Tuesday, September 26, 2006

Old Record Player




The digital age is still very young, but already it seems odd to think that there was a time, not so long ago, when we all had to do everything without it. Physically the world LOOKED much the same when I was ten or fifteen - give or take a few hairstyles and chrome-covered cars - but it worked very differently. No internet, no cash machines, no mobile phones, only three TV channels and only a test card on them for most of the afternoon.
Take music. Since the appearance of the personal stereo in about 1980, we've had four of five generations of similar machines, leading up to the current wave of hard drive MP3 players with memories big enough to store the entire collections of connoisseurs far too old and wise to ever think of buying in to such a tacky fad as the iPod. (An Archos or an iRiver, maybe. Just because they're not iPods. )

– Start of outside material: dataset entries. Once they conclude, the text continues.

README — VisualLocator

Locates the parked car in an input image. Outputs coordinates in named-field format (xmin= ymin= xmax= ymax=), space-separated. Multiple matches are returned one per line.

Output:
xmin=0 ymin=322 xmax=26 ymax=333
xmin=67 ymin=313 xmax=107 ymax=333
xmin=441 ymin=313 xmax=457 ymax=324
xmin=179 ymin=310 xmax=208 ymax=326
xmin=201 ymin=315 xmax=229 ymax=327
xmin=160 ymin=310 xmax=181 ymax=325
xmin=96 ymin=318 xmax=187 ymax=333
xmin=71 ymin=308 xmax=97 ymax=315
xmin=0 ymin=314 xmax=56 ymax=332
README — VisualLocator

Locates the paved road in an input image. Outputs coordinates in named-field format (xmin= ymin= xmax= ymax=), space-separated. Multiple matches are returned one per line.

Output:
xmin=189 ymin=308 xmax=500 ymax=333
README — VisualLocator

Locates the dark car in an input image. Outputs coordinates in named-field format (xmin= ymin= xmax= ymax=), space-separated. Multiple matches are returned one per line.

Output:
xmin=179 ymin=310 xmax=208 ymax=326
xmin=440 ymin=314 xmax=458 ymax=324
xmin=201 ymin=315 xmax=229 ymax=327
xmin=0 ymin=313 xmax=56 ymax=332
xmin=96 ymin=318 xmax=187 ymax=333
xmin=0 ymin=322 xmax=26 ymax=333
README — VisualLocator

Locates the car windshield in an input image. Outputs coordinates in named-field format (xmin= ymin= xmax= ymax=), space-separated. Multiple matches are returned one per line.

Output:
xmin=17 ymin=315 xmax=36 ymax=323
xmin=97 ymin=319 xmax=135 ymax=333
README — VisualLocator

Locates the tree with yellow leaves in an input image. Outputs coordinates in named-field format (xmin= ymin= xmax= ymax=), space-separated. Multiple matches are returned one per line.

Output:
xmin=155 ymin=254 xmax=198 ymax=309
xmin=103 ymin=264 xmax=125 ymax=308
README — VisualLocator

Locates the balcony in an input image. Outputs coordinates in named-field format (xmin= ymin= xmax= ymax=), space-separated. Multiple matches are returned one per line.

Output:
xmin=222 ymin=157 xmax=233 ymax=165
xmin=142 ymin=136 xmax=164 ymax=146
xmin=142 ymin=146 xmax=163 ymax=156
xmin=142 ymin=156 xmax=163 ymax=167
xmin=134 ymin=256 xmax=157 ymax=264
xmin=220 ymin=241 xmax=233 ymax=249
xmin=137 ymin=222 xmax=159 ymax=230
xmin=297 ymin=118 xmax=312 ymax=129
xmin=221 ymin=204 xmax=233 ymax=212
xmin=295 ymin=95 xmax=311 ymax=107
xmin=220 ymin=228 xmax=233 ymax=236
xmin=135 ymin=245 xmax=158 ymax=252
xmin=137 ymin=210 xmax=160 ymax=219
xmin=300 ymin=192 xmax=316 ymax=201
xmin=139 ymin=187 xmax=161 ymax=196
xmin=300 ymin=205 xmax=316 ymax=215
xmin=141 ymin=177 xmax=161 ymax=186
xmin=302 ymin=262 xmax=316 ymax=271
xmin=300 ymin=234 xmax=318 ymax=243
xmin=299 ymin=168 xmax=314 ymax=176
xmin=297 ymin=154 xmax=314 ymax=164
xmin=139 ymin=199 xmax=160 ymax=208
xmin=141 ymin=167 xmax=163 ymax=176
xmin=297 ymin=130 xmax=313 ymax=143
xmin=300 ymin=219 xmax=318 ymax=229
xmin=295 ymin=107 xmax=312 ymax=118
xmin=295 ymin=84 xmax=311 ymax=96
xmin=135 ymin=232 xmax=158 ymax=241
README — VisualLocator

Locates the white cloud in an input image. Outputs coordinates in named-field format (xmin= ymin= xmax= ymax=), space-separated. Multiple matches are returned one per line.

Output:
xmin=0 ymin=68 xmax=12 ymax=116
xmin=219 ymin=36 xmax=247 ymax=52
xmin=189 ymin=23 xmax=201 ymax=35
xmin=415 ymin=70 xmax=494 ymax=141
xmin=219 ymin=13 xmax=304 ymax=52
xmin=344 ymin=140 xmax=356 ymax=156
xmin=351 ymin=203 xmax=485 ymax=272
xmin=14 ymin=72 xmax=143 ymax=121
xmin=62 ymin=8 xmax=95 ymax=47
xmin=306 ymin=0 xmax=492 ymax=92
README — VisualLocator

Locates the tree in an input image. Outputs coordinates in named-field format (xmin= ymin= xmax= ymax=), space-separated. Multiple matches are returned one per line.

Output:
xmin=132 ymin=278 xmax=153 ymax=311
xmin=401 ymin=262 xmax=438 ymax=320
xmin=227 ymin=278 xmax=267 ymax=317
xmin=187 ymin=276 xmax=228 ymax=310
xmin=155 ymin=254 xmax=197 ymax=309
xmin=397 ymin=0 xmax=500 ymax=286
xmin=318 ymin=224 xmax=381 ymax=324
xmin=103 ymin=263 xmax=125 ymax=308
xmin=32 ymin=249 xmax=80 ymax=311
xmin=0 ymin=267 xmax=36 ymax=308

Going back a bit before even the Walkman, my introduction to music was an old wind-up gramophone that must have dated from the thirties. It was black, smelt of dust from the felt mat on the turntable and of rust from its decaying mechanism. You could still buy boxes of needles for them at that time, in little tins the size of matchboxes. You were supposed to replace them after every use, but of course that was a marketing ploy, like the toothpaste adverts that show the stuff being squeezed onto the brush generously enough to make you pass out from minty-flavour overload.
We had a few wooden cases full of 78s that Dad probably got from the salerooms. The oldest record in that box, I think, was a seven-inch 78 called 'Dreams on the Ocean', a Victorian melody performed rather tinnily by a combo called The Kiddyphone Band. It's since been de-hissed and transferred to my external hard drive as a WMA file, but it's just not the same without the shabby label on the original record, which showed a couple of chubby elves gazing delightedly at a gramophone that some careless soul had evidently left behind in their forest glade after (one fondly imagines) an outing from Oxford in a long-nosed Bentley with a hamper of expensive wine and salmon sandwiches, followed by some genteel debauchery with a couple of waitresses from a posh tea room, involving the sort of external hard drive that all students are familiar with.
When I got my first record player for Christmas when I was about seven, the gramophone disappeared. I still miss it a little.

1 comment:

Sally J. said...

Hi! I found you thanks to boingboing's posting about your lovely Steam Trek film.

I can't believe you had a grammophone as a kid. I'm sure that had something to do with your love of things that are beautifully anachronistic.